1、因为最近学习牛津大学的深度学习nlp课程,练习nlp文本分类,便进行了相应的调研,在课件中进行了全连接神经网络的文本分类,rnn文本分类。作者在之后也上网查看资料,了解到CNN在文本分类中发展很快,于是打算实现一个CNN文本分类的算法,查看资料,主要参考如下博文:http://www.wildml.com/2015/12/implementing-a-cnn-for-text-classification-in-tensorflow/
2、 作者讲的较为清晰且有相应github代码,但是完全tensorflow布置,感觉有很多东西模型使用起来不方便,于是学习keras或者更大受scikit-learn的影响,构造了一个相应的CNN文本分类器,相应的使用方法较为简单,使用时和scikit-learn一样仅仅需要三步(模型实体化,模型训练,模型预测)

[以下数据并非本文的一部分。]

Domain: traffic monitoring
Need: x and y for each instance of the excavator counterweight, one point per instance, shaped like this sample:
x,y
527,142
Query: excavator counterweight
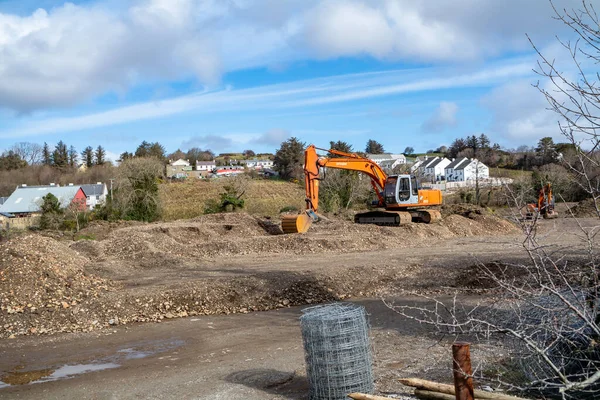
x,y
400,195
296,223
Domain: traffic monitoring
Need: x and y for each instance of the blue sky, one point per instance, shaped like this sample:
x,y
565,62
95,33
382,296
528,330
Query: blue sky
x,y
231,75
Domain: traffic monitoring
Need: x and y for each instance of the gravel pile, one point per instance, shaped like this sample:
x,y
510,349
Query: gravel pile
x,y
47,286
237,234
584,209
43,280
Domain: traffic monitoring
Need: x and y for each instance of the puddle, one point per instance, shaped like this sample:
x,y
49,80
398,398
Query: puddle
x,y
133,354
48,375
25,377
145,349
68,371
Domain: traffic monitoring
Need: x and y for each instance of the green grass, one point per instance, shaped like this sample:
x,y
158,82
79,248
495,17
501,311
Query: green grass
x,y
85,237
185,200
509,173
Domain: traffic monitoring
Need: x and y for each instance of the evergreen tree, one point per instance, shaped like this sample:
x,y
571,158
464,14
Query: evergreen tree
x,y
73,156
60,156
484,141
87,157
374,147
289,159
125,156
100,155
341,146
46,155
10,160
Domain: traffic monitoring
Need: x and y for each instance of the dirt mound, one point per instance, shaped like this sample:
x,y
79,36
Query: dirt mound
x,y
463,209
488,275
236,234
585,209
39,275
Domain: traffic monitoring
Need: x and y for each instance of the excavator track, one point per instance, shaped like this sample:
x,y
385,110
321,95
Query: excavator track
x,y
384,218
296,223
397,218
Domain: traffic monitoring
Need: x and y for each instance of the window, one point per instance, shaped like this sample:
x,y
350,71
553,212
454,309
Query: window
x,y
404,189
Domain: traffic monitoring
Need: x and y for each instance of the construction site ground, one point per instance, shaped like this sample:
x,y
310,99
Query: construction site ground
x,y
145,310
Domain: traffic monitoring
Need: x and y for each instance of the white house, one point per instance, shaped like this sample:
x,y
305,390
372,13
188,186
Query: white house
x,y
94,194
466,169
257,164
176,169
205,165
387,160
434,168
471,170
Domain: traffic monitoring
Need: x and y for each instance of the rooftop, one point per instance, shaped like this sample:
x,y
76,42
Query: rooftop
x,y
29,199
93,189
456,162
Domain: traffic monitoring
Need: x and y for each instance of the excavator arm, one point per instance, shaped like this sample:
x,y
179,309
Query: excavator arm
x,y
312,175
346,161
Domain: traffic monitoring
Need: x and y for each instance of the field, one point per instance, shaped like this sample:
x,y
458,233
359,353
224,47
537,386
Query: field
x,y
184,200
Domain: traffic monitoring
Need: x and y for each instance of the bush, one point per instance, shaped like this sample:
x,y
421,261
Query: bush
x,y
136,193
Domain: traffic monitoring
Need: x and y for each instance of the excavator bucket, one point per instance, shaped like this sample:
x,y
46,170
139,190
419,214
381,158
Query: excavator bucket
x,y
551,214
296,223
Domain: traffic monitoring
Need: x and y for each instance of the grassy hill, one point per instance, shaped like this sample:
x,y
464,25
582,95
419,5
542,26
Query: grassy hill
x,y
183,200
509,173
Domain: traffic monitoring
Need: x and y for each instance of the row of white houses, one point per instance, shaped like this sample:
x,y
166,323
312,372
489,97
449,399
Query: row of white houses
x,y
455,170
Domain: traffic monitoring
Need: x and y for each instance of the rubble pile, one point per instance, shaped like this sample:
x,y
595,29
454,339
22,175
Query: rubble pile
x,y
42,279
241,234
584,209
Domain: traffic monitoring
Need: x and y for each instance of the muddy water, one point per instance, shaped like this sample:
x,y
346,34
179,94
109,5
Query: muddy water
x,y
19,375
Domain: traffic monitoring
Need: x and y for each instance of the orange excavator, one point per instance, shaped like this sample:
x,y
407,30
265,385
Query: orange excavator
x,y
544,206
399,195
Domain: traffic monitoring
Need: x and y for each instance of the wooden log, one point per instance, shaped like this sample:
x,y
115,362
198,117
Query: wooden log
x,y
449,389
462,370
429,395
363,396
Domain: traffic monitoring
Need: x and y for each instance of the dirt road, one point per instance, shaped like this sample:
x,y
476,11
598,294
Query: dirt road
x,y
253,356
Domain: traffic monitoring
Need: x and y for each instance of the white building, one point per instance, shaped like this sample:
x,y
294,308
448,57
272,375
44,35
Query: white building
x,y
178,169
466,169
205,165
387,161
257,164
95,194
434,168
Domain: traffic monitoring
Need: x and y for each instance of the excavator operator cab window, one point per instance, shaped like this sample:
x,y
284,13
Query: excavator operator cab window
x,y
404,189
415,185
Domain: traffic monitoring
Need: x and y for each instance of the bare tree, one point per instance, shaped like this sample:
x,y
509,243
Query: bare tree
x,y
576,101
30,152
547,308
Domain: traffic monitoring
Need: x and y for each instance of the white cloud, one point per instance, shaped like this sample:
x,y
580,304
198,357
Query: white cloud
x,y
443,117
73,53
315,92
209,142
273,137
427,30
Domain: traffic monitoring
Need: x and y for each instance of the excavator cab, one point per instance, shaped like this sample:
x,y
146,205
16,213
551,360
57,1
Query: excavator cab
x,y
400,190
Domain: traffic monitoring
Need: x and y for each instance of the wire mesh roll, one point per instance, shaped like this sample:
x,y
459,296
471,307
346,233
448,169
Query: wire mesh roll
x,y
337,350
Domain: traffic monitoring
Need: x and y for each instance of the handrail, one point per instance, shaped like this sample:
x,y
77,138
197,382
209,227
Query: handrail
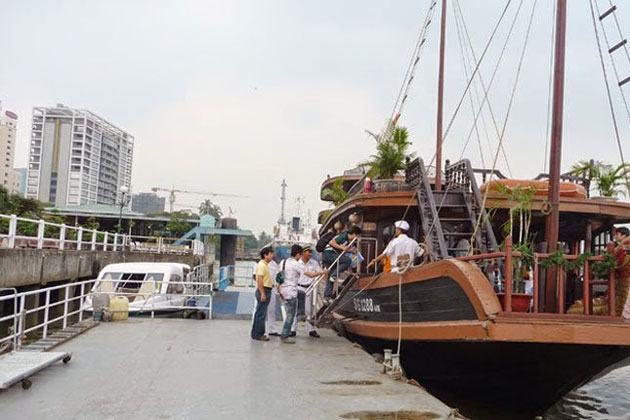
x,y
195,288
319,278
67,237
588,280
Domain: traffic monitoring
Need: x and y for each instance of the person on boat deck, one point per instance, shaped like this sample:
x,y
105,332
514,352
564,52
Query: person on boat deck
x,y
274,301
288,291
402,249
310,269
338,245
620,249
264,284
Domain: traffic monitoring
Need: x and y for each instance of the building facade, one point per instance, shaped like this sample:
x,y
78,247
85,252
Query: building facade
x,y
77,158
9,178
147,203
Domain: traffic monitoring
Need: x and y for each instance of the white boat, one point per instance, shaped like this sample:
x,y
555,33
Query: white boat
x,y
150,287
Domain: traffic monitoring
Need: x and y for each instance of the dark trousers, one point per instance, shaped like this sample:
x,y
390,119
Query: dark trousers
x,y
258,323
343,264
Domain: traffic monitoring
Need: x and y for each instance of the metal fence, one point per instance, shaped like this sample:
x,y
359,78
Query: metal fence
x,y
52,310
20,232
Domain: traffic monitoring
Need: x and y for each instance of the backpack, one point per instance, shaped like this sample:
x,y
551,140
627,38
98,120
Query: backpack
x,y
323,241
280,275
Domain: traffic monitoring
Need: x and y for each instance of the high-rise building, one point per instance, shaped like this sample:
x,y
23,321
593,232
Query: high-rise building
x,y
9,178
76,157
148,203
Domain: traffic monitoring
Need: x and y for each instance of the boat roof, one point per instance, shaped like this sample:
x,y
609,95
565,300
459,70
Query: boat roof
x,y
617,211
145,267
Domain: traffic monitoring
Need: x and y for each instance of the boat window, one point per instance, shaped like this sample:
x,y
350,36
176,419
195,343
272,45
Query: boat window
x,y
175,288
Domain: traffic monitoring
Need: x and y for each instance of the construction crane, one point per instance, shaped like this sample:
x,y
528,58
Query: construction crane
x,y
172,191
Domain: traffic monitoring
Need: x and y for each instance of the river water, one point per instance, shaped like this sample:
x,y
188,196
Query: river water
x,y
605,398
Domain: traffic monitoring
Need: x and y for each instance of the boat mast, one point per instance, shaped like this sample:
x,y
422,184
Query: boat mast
x,y
438,150
553,218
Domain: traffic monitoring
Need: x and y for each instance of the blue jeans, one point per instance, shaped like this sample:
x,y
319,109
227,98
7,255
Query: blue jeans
x,y
258,324
343,264
291,309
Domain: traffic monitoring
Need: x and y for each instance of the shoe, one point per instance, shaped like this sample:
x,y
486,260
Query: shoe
x,y
262,338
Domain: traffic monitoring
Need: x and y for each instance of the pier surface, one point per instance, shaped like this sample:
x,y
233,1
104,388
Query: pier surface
x,y
189,369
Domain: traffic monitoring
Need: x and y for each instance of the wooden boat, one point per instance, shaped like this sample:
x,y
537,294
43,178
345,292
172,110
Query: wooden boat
x,y
455,336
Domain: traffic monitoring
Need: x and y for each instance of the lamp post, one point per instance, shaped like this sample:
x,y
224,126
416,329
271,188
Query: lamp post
x,y
124,200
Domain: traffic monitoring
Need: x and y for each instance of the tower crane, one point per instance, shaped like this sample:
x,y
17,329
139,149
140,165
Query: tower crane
x,y
172,191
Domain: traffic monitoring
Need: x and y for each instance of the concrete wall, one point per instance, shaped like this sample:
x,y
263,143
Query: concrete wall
x,y
26,267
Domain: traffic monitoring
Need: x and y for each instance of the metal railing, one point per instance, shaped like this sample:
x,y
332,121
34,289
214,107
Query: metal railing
x,y
72,306
557,274
20,232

相应代码如下(文件名为:TextCNNClassifier.py):
# coding: utf-8
import tensorflow as tf
import numpy as np
import os
class NN_config(object):
def __init__(self, vocab_size, num_filters,filter_steps,num_seqs=1000,num_classes=2, embedding_size=200):
self.vocab_size = vocab_size
self.num_filters = num_filters
self.filter_steps = filter_steps
self.num_seqs = num_seqs
self.num_classes = num_classes
self.embedding_size = embedding_size
class CALC_config(object):
def __init__(self, learning_rate=0.0075, batch_size=64, num_epoches=20, l2_ratio=0.0):
self.learning_rate = learning_rate
self.batch_size = batch_size
self.num_epoches = num_epoches
self.l2_ratio = l2_ratio
class TextCNNClassifier(object):
'''
A class used to define text classifier use convolution network
the form of class like keras or scikit-learn
'''
def __init__(self,config_nn, config_calc):
self.num_seqs = config_nn.num_seqs
self.num_classes = config_nn.num_classes
self.embedding_size = config_nn.embedding_size
self.vocab_size = config_nn.vocab_size
self.num_filters = config_nn.num_filters
self.filter_steps = config_nn.filter_steps
self.learning_rate = config_calc.learning_rate
self.batch_size = config_calc.batch_size
self.num_epoches = config_calc.num_epoches
self.l2_ratio = config_calc.l2_ratio
#tf.reset_default_graph()
self.build_placeholder()
self.build_embedding_layer()
self.build_nn()
self.build_cost()
self.build_optimizer()
self.saver = tf.train.Saver()
def build_placeholder(self):
with tf.name_scope('inputs_to_data'):
self.inputs = tf.placeholder( tf.int32,shape=[None, self.num_seqs],name='inputs')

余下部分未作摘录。